U.S. President Joe Biden’s deputies appear to have lost a group of so-called “Unaccompanied Alien Children,” but insist there is no evidence they are under the control of labor traffickers, Bloomberg reported this week.
Citing two unnamed people familiar with the investigation, Bloomberg, which shed light on the federal probe back in August, noted:
At least three agencies looked into reports of potential trafficking or exploitation of unaccompanied migrant children in Enterprise, Ala., and couldn’t substantiate those claims, according to two people familiar with the investigation.
The Health and Human Services [HHS], Homeland Security [DHS], and Labor departments investigated the Enterprise situation but couldn’t track down most of the minors who were placed with sponsors there, according to the people familiar with the investigation. It’s not uncommon for federal officials to lose contact with unaccompanied children after their release from government custody.
The dead-end in the Enterprise case highlights apparent gaps in the federal system designed to care for children who cross the border without a parent.
Bloomberg suggested some of the children no longer living at the addresses listed on their HHS-approved documents may have fled to a safer location with a relative, highlighting concerns that a network of labor traffickers may have used the Enterprise facility as a “staging area” before moving the Unaccompanied Alien Children (UACs) to other worksites. Some UACs are reportedly adults pretending to be children.

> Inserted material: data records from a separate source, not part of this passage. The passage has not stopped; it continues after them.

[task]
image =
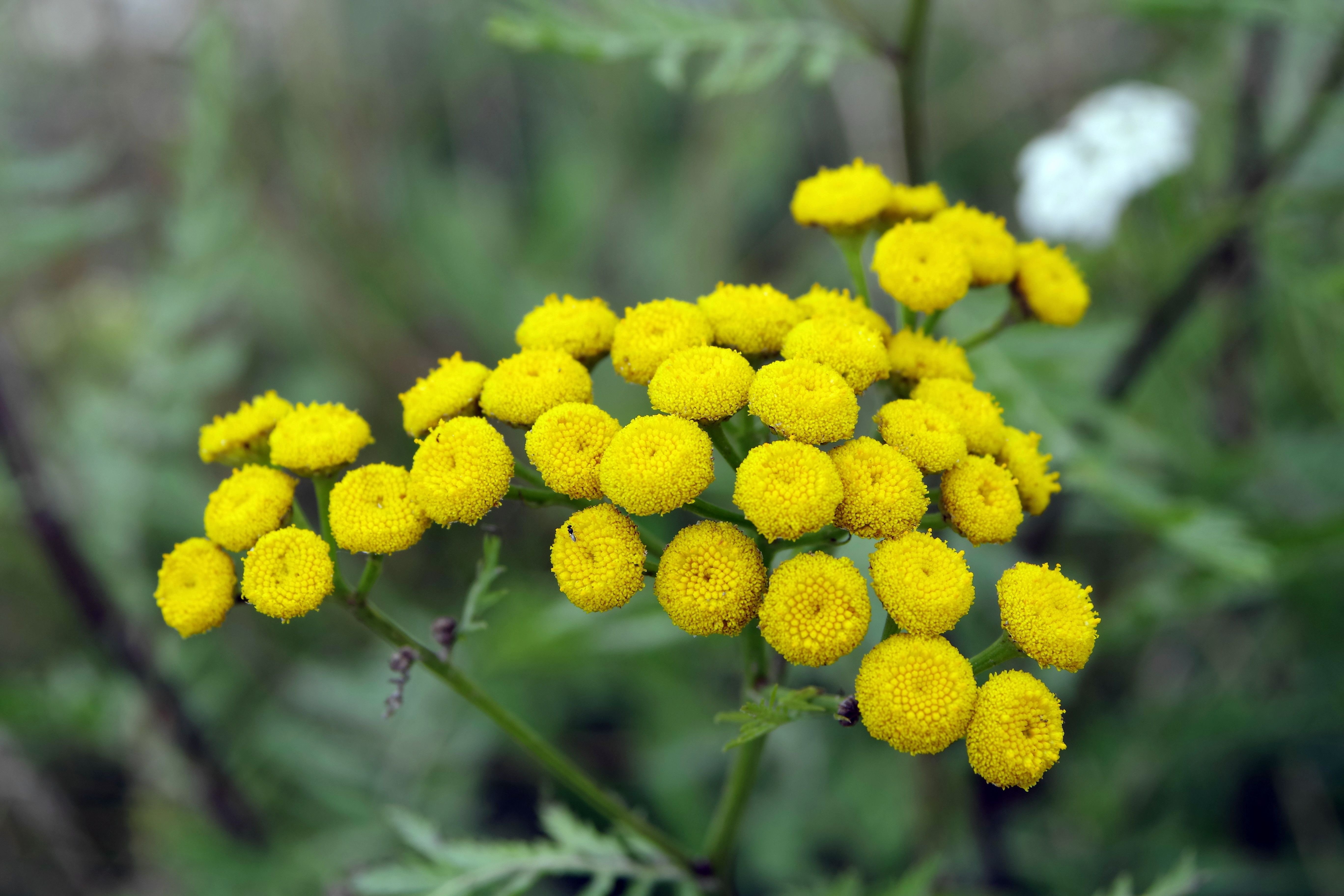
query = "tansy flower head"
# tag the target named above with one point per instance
(923, 433)
(923, 582)
(597, 558)
(462, 471)
(288, 573)
(1051, 287)
(1017, 731)
(885, 495)
(990, 246)
(702, 383)
(196, 586)
(853, 351)
(753, 320)
(917, 357)
(254, 500)
(1049, 616)
(319, 438)
(533, 382)
(372, 511)
(449, 390)
(916, 692)
(657, 464)
(566, 445)
(788, 490)
(804, 401)
(842, 199)
(816, 609)
(710, 579)
(580, 327)
(1023, 459)
(982, 502)
(650, 332)
(923, 266)
(978, 414)
(241, 436)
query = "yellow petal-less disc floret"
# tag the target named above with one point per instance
(657, 464)
(978, 414)
(242, 436)
(372, 511)
(566, 445)
(580, 327)
(982, 502)
(923, 433)
(702, 383)
(753, 320)
(710, 579)
(1051, 287)
(885, 495)
(788, 490)
(917, 357)
(597, 558)
(1023, 459)
(853, 351)
(1049, 616)
(196, 586)
(254, 500)
(923, 582)
(804, 401)
(449, 390)
(1017, 731)
(842, 199)
(533, 382)
(816, 609)
(991, 249)
(651, 331)
(462, 471)
(916, 692)
(288, 573)
(921, 266)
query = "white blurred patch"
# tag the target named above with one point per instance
(1117, 143)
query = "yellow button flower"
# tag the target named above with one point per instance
(254, 500)
(1049, 616)
(1051, 287)
(804, 401)
(651, 331)
(533, 382)
(1017, 733)
(1023, 459)
(449, 390)
(710, 579)
(885, 495)
(923, 582)
(978, 414)
(982, 502)
(242, 436)
(566, 445)
(702, 383)
(788, 490)
(853, 351)
(597, 558)
(657, 464)
(462, 471)
(580, 327)
(916, 692)
(923, 433)
(816, 609)
(196, 586)
(372, 511)
(288, 573)
(921, 266)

The missing child migrants are a political problem for the administration, in large part because Democrats persuaded some voters in 2020 that they would treat the minors better than former President Donald Trump’s team.
Government officials are reluctant to talk about the commonplace use of UACs in labor trafficking —often labeled “modern-day slavery.”
But a very high percentage of the UACs are older work-ready teenagers. According to HHS data, roughly one-third of the migrants say they are 17. Another third say they are aged 15-16, marking them as ready for work in their home countries. UACs are eligible for work permits.
The cartels earn money because migrants expect to pay off their smuggling debts with dollars earned from U.S. jobs. Many migrants also want U.S. jobs to aid their low-income families in their poor home countries.
For example, Breitbart News reported November 4:
Yery Noel Medina Ulloa, a 24-year-old illegal alien from Honduras, was arrested and charged with second-degree murder in the death of Francisco Javier Cuellar, a father of four children. Prosecutors are also seeking a first-degree murder indictment.
Ulloa, who turned 24 last week, duped Biden’s Department of Homeland Security (DHS) when he showed up at the U.S.-Mexico border months ago, claiming he was an Unaccompanied Alien Child (UAC) named “Reynel Alexander Hernandez,” according to a Univision interview with Ulloa’s mother.
“When he entered [the U.S.] he told me, ‘Mommy, I didn’t go in with my name,’” his mother, Wendy Florencia Ulloa, said, adding that he explained, “‘I went in with the name of another person because right there at the shelter they helped me.’”
In a July 21 email obtained by Bloomberg in August, the director of the Department of Justice’s (DOJ) human trafficking office revealed that “indicators of labor exploitation and/or potential labor trafficking of unaccompanied minors in Alabama” triggered the multi-agency probe into the Enterprise case.
“Some of these situations appear to involve dozens of unaccompanied minors all being released to the same sponsor and then exploited for labor in poultry processing or similar industries without access to education,” the director wrote, noting that several jurisdictions have expressed concerns about the exploitation of migrant children by labor traffickers.
Bloomberg was unable to determine the status of federal probes into UAC-related labor trafficking and exploitation outside Alabama, namely in Oregon and the southeastern part of the country.
HHS’ refugee office cares for UACs after immigration authorities apprehend them at the U.S. border. The department works to reunite them with relatives in the U.S. or play them with a non-family sponsor.
The allegations that HHS officials released migrant teenagers to labor traffickers surfaced as the Biden administration released thousands of migrant children into the U.S. in the wake of a staggering wave that continues to fuel the ongoing politically fraught border crisis.
HHS did not respond to Breitbart News’s request for comment.